The state’s understanding of a “fixed structure” is literal. At oral argument, in response to a question posing a hypothetical, counsel for the state expressed the view that, if a person pitched a tent on his or her own property and lived in the tent for a year, the tent would not be the person’s “residence” because it was not a “fixed structure.”

That understanding is corroborated by the “fixed and permanent” character of legal residence. If “place of residence” as used in ORS 166.250(2)(b) meant “place of legal residence” — requiring “a fixed and permanent” abode — a person “temporarily sojourning within” Oregon could never have a “place of residence” in Oregon. “Permanent” and “temporarily” are irreconcilable. And yet, ORS 166.250(2)(b) is explicitly to the contrary — it expressly states that a person temporarily sojourning within Oregon can have a “place of residence.” Thus, again, “place of residence” must connote place of actual residence.

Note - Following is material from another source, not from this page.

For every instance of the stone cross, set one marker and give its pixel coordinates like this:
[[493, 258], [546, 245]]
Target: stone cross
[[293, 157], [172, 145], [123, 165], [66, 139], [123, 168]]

As noted, the state derived the “fixed and permanent” requisite from definitions of legal residence, not actual residence. Further, even in defining legal residence, “fixed and permanent” are used in a temporal, and not a physical or structural, sense.

Given those circumstances, we need not determine in what circumstances, other than those described in the “recreational vehicle” and “recreational vessel” provision, a person might have more than one “place of residence” for purposes of ORS 166.250(2)(b). For the same reason (and, again, putting aside the explicit statutory provision governing “recreational vehicles” and “recreational vessels”), we need not attempt to determine in this case whether there is any minimum legally sufficient period of “actual residence” for purposes of ORS 166.250(2)(b).